Expected outputs (logs, screenshots, artifacts)

Merged HTML report playwright-report/index.html exists and can be opened/downloaded from GitLab artifacts.
Blob inputs At least one blob-report-* directory exists in shard job artifacts (more when sharded).
Failure attachments Failed tests include screenshot and trace/video based on config (trace.zip, video.webm, test-failed-*.png).
Diagnosis proof A reviewer can identify root cause using report + attachments + logs (no rerun required).

Failure modes + how to diagnose

Artifacts missing from CI job

Symptom: job fails or completes but no artifacts are attached.

Diagnosis: check artifacts:paths and working directory paths.

# In CI logs (add this near end of the job)
pwd
ls -la
find . -maxdepth 2 -type d -name "blob-report-*" -o -name "playwright-report" -o -name "test-results" | sed -n '1,200p'

Action: correct artifact paths and ensure they are relative to the job working directory.

Artifacts generated locally but not in CI

Symptom: local run produces trace/video; CI run does not.

Diagnosis: ensure CI is using the same Playwright config and project.

cat playwright.config.* 2>/dev/null || true
node -e 'console.log("CI=", !!process.env.CI, "PW_VERSION=", require("@playwright/test/package.json").version)'

Artifacts exist but aren’t useful

Symptom: report shows failure but no trace/video/screenshot and no context.

Diagnosis: artifact settings too strict (e.g., trace off, video off) or retries disabled.

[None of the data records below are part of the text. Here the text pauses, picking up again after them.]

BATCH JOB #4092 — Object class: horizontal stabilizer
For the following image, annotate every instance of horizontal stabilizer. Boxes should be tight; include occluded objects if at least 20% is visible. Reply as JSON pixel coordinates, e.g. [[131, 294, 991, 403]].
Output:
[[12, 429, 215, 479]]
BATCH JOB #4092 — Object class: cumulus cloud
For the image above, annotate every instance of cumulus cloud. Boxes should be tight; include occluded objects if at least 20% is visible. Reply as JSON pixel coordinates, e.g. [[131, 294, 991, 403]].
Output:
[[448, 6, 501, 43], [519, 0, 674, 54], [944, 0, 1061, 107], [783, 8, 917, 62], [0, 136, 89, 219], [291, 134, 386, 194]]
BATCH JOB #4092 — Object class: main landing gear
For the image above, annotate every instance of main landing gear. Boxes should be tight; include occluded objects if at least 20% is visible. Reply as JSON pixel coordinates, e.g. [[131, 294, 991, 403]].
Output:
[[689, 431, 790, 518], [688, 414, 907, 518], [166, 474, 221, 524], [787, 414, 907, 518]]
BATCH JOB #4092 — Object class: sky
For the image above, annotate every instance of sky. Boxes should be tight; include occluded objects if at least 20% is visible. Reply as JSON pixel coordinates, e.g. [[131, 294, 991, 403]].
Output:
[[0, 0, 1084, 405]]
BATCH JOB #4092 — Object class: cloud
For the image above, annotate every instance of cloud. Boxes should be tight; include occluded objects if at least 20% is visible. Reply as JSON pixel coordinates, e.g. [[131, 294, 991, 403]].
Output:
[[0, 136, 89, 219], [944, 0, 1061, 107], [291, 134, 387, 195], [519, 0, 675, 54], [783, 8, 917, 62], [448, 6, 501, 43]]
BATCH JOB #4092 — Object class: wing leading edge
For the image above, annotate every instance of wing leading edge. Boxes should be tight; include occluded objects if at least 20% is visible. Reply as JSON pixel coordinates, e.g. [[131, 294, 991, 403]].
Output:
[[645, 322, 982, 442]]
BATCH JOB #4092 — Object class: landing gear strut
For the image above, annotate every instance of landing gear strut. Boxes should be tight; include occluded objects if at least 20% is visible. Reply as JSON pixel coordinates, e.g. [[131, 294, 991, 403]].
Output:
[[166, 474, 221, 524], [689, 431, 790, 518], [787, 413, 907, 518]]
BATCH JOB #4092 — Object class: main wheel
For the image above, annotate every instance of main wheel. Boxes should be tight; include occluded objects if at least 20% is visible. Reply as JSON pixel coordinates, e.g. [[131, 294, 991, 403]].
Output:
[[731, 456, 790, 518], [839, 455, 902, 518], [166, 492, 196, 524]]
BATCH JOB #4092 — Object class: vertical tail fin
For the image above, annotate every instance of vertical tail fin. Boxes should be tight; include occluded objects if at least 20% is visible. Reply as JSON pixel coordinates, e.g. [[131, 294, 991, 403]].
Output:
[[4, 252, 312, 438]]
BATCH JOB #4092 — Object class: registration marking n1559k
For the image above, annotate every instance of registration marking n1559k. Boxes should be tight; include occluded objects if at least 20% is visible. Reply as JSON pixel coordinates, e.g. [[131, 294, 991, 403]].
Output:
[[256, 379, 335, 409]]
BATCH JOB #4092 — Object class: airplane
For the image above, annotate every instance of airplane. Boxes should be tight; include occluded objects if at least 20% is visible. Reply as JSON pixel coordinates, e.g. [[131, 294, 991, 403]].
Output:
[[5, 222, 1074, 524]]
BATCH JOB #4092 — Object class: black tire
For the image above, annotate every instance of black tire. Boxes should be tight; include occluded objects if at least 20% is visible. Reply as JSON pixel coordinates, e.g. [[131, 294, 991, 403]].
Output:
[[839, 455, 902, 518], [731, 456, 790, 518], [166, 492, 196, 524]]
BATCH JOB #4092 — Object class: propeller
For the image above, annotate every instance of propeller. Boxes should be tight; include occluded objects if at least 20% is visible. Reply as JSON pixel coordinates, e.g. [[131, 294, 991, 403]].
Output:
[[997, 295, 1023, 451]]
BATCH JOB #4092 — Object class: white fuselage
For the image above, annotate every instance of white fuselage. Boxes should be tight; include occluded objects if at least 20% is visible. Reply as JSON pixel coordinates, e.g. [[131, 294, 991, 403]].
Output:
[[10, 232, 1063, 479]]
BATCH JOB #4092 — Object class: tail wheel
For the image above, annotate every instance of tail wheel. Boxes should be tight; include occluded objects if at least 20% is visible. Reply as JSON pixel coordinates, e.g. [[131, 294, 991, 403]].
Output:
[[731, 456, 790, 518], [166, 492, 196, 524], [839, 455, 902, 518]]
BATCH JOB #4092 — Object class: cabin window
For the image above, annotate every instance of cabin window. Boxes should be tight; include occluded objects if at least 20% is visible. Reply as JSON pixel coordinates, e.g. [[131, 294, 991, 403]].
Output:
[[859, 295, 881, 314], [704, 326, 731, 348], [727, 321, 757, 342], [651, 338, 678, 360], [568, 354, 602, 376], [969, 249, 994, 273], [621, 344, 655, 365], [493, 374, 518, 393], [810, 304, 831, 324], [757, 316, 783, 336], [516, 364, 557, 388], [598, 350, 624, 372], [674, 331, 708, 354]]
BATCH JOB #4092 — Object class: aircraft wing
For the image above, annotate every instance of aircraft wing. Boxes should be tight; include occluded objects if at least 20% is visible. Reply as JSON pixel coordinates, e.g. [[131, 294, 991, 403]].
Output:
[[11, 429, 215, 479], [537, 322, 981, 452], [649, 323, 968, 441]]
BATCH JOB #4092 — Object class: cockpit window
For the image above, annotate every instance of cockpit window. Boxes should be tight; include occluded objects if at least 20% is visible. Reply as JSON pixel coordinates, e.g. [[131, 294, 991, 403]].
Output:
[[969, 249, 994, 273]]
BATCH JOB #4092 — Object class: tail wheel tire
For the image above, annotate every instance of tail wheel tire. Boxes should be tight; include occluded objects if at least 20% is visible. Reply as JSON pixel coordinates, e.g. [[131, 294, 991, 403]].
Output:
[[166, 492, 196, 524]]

Action: enable trace: "on-first-retry" and video: "on-first-retry", and keep retries consistent.

Artifacts expire before review

Symptom: artifacts missing due to expiration.

Action: increase artifact retention window for review workflow (especially MR review + triage).

Why it matters (production relevance)

Artifact-first pipelines reduce cycle time and eliminate rerun dependence. When failures are diagnosable from artifacts alone, teams triage accurately, reduce flaky reruns, and maintain trust in CI as a release signal.